Why do we need "flatten_parameters" when using RNN with DataParallel

wwiiiii · May 30, 2019, 6:57am

After reading some related codes, I think I almost get it but still have few questions.
So what I understand is

Everytime when we make new RNN module instance, it allocates new w_ih, w_hh, b_ih, b_hh tensors and register them as Parameter for each layer, direction.

But it’s not guranteed that new tensors are contiguous on GPU memory, performance can be dropped due to the fragmentation. So we call flatten_parameters function at the end of constructor to aggregate all the weight tensors into continuous space of GPU memory.

This task is done as

Allocate one big buffer tensor called weight_buf
Copy values of weight tensor into weight_buf
Make each weight tensor’s internal data pointer indicating weight_buf + offset

(The real execution steps are 1->3->2 in real code)

But when we use nn.DataParallel, it replicates original module(which is allocated only on certain GPU device) to every GPU it uses, then weight tensors are fragmented again since there’s no gurantee that replicated tensors are still contiguous on memory space.

Therefore we should flatten_parameters again everytime the module is replicated to another GPU, and the best place to put function call would be the head of forward function (of nn.Module), because forward function of nn.Module on each GPU is called only one time when forward of nn.DataParallel is called.
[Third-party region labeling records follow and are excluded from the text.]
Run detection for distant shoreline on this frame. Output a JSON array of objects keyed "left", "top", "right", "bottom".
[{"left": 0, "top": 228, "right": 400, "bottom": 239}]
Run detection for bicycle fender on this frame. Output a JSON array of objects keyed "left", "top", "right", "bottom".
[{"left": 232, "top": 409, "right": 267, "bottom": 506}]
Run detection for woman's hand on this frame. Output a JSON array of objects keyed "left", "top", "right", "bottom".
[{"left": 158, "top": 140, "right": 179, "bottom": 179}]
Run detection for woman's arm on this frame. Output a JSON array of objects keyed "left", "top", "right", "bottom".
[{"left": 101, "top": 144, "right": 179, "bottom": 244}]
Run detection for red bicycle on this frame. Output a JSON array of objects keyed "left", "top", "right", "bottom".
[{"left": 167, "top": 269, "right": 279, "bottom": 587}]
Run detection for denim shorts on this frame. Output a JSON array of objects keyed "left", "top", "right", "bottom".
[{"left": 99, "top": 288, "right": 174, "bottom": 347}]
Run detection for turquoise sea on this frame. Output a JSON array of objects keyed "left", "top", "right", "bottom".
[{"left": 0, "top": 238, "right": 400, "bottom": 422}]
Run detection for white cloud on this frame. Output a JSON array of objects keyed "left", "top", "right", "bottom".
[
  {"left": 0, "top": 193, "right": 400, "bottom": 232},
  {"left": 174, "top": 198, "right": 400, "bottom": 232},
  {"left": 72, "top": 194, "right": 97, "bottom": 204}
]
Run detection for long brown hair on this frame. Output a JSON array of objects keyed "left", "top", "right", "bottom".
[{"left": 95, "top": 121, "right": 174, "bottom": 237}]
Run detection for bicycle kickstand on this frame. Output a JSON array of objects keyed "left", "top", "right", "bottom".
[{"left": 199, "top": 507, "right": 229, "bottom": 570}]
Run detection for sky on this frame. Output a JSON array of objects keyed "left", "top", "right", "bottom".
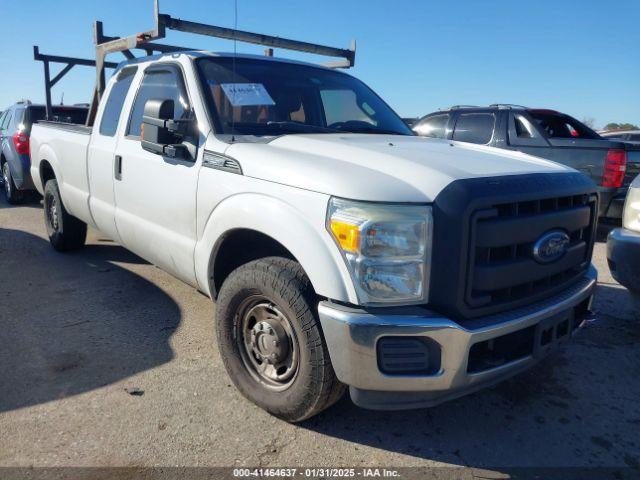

Although I never used nn.DistributedDataParallel, I guess that the reason why it doesn’t need the flatten_parameters call is because when it allocates new instance of RNN module, flatten_parameters are automatically called, then it doesn’t move internal data position on memory unlike nn.DataParallel, but it only copies some values into it.

And questions are

Do I understand right? Is there any misunderstood point?
When we do the step 3 of aggregation(=Make each weight tensor’s internal data pointer indicating weight_buf + offset), we call the get_parameters function and it
- calls cudnnGetRNNLinLayerMatrixParams so that matrix_pointer indicates the GPU memory position of original, un-aggregated weight tensor,
- sets offset as the difference of matrix_pointer and start of weight_buf,
- make internal data pointer of weight tensor indicating weight_buf + offset
Then isn’t it indicating matrix_pointer again? Why don’t we replcate

Tensor param = at::empty({0}, weight_buf.options()).set_(weight_buf.storage(), offset, size);
with

Tensor param = at::empty({0}, weight_buf.options()).set_(weight_buf.storage(), cumsum, size); cumsum += size;
?
Or does that function calculate expected position of given component with respect to the given (start) data pointer?